Brown Girl in the Ring

Gone were the days of marching through the sweltering heat or heavy downpours to catch a taxi or win sympathy from some kind soul offering us a lift. Our 1970's white exterior VW Combi was now providing dependable transportation for our growing family. The interior wooden benches and cushions were custom-made in dark browns and quickly transformed into a sleeper camper.

The two rows of the behemoth back seats could double stack children, so on Sundays, we loaded the bus with kids from the Bassa community. When we arrived at Calvary Baptist Church on Tubman Boulevard for weekly church services, more than eighteen of us spilled out of the open side door.

One Sunday morning, in the cramped bus, my temper was still high from a wrangle I had with a girl who attended our church.
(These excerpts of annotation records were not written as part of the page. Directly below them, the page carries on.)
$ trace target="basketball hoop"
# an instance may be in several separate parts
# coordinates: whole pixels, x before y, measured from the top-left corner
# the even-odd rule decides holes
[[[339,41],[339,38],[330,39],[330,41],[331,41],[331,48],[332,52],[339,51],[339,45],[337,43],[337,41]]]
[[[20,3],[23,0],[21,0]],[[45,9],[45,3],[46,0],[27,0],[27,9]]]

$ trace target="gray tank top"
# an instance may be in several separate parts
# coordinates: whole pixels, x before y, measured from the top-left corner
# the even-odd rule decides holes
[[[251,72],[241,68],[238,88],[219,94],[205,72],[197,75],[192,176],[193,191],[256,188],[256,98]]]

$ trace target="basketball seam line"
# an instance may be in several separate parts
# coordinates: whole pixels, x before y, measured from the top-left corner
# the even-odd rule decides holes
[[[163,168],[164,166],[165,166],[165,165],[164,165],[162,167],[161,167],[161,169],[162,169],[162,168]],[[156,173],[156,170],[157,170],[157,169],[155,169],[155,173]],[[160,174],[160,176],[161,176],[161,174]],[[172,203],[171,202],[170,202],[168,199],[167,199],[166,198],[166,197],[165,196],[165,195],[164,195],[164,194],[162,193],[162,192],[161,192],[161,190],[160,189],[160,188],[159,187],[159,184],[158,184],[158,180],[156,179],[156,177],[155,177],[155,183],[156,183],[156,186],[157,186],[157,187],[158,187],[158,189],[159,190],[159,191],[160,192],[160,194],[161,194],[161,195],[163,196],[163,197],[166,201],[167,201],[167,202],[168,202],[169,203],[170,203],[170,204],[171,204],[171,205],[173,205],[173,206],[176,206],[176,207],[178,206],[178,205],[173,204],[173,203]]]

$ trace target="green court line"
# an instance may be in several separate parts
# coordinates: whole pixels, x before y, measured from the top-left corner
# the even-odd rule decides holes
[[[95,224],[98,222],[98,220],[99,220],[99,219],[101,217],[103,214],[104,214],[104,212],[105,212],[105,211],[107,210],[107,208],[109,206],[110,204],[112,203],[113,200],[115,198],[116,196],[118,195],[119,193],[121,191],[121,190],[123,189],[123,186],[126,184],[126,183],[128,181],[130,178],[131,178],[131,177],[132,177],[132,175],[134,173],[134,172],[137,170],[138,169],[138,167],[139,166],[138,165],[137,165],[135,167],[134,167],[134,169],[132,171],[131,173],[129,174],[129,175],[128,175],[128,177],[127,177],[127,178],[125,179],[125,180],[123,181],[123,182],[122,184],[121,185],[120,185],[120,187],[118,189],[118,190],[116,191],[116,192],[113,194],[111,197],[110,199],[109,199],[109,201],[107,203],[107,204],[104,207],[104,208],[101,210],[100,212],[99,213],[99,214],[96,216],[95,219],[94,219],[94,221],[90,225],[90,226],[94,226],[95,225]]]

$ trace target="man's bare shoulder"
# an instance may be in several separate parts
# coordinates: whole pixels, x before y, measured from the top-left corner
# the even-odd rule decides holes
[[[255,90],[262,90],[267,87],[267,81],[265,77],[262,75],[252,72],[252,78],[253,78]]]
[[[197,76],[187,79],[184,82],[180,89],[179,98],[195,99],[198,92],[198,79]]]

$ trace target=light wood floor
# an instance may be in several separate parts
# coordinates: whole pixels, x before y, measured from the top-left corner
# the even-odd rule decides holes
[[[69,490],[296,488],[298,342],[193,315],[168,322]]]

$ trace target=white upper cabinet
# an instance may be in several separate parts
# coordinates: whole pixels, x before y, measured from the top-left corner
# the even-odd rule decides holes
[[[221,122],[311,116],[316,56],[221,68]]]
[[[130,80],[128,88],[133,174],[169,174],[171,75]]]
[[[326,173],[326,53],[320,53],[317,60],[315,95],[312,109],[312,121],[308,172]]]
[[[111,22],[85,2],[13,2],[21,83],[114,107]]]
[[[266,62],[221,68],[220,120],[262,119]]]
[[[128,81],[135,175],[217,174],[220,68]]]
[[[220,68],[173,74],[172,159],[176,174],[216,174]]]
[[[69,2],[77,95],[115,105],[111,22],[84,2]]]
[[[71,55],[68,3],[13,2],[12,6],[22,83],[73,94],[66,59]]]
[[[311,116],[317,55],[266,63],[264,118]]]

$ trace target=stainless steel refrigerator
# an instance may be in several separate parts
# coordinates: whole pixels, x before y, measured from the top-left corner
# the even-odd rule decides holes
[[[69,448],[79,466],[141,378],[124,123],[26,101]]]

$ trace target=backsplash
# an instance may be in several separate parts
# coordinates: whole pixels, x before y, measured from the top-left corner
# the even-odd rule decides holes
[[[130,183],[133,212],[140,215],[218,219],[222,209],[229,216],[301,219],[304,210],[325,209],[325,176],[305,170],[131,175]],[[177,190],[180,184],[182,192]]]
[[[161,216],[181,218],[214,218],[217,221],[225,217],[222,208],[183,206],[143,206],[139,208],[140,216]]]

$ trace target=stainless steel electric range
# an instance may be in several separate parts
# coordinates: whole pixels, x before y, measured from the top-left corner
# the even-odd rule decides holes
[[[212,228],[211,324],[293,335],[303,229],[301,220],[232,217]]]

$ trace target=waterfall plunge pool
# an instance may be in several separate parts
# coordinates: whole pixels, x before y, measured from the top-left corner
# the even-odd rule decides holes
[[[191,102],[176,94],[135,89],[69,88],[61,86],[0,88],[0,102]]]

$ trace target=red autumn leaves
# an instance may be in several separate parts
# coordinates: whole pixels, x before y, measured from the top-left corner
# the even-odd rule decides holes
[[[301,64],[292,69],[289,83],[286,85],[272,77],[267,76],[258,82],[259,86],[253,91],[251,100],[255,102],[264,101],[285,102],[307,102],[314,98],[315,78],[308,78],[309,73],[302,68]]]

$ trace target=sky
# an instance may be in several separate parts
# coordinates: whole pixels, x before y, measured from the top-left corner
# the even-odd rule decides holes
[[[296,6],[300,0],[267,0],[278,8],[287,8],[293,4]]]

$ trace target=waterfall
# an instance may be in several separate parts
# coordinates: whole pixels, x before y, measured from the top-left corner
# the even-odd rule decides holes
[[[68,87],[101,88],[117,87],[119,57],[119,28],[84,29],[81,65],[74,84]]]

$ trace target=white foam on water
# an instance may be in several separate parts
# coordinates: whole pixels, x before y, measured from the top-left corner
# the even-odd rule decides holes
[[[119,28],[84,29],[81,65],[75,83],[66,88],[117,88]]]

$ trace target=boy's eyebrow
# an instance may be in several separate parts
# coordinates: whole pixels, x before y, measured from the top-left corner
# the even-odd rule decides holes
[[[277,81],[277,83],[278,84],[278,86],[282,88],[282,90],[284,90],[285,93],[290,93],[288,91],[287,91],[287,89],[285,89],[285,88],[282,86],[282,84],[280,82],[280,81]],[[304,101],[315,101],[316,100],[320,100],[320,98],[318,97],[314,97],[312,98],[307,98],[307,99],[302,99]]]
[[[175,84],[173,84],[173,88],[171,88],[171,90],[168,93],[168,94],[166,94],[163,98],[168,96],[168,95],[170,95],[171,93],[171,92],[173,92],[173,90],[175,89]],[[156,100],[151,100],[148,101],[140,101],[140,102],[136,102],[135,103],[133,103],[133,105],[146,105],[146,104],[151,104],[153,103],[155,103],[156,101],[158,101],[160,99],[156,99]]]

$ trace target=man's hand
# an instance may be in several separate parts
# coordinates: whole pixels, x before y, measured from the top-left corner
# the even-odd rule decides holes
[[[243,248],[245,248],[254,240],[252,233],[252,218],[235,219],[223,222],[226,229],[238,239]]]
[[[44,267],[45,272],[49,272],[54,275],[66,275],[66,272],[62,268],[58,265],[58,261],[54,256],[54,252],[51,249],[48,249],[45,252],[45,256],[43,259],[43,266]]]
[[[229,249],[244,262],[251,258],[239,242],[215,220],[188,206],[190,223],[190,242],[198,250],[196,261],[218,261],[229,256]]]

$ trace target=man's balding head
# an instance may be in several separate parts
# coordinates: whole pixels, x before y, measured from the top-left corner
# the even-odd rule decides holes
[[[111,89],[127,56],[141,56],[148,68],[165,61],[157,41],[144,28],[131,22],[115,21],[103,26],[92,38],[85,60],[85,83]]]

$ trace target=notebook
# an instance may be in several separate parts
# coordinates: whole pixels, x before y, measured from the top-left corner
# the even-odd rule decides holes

I dreaded facing her in Sunday School—I could feel the sweat trickling down my spine, and my head pounded.

The Friday before, on my birthday, Mommy let me invite a few girls over for a sleepover. We talked, laughed, ate cake, and played 'Brown Girl in the Ring,'—an outdoor singing-dance game. With each "Tra la la la la," one of the girls, Grace Yhap, strutted in and out of the circle in playful poses, flinging her sleek dark ponytail from shoulder to shoulder.

I had been disgusted with the sight of her from the moment she arrived at the party.

She bragged about her looks, and my voice rose to a piercing shriek as I spat out venomous words in response. She cringed, her face stricken with shock and humiliation, but I did not relent. By Saturday morning, she went home with red, swollen eyes.

Grace Yhap had a Liberian mother and a Lebanese father. Her mother had recently passed away. The year had been difficult for her and her sibling while their dad tried to keep their spirits high. But none of this concerned me. I envied her—for her beauty, more specifically, for the color of her skin.

At eight years old, I became increasingly aware of the contrast between my skin tone and everyone surrounding me. I looked at my sisters, Rosy and Becky, with their cocoa-colored completions. They were Liberian, through and through. Bertie and I talked about what it would be like to be Black. Though being White afforded us many privileges, we didn’t like being different.

Then I met Grace.

Her complexion, light honey with bronze and caramel hues, reminded me of butterscotch candy. Her chestnut eyes sparkled like amber, making my blue irises seem pale in comparison. I decided at that moment she had just the right amount of coloring. If I couldn’t be Black, then maybe I could be Brown. Grace Yhap's kind-of-Brown.

The image of Grace’s beauty burned like fire in my mind, though I knew deep down, I was stuck with my Ivory-ness. While we jolted up and down through the pothole-filled streets, my hands clenched into fists on my lap. My cheeks burned. My new brother, Moses, sat beside me with his eyes focused on the open Bible in his lap. He gave me a knowing glance every time I mentioned Grace's name.

"Why you vexed with this girl, Grace?" He asked.

I raised my index finger and spoke in my Liberian twang, "She tink she fine past me."

"But you yourself fine, Georgie. Ain't you got long hair too? Why you vexed with her?"

"Mmmm. Her big mouth won't shut up about her fine self. She Yaps. Yaps. Yaps.—just like her last name."

Moses flipped through the thin pages he held and read aloud the words he thought were meant for me. Even after all these years, I remember the verse. "Vengeance is mine, saith the Lord. I will repay." He lifted his head and continued. "Whatever she did to you, don't worry about it. Leave it with God."

I locked my teeth in place, seething with fury and shame. On the one hand, I wished God would peel off Grace's brown skin so she'd be snowy like me, while the other side of me grew sick with regret. The jealous rage festered like a hardened coconut rolling around in my stomach. But I also ached from the guilt swelling within.

This sinful nature—the one Daddy said we were all born with had revealed itself in the ugliest possible way. This was the first time I recognized my dark side and felt remorseful in my eight years of living. Its grip on me seemed so strong. Part of me wanted to accept its shackles, while another part wanted desperately to escape them and be free.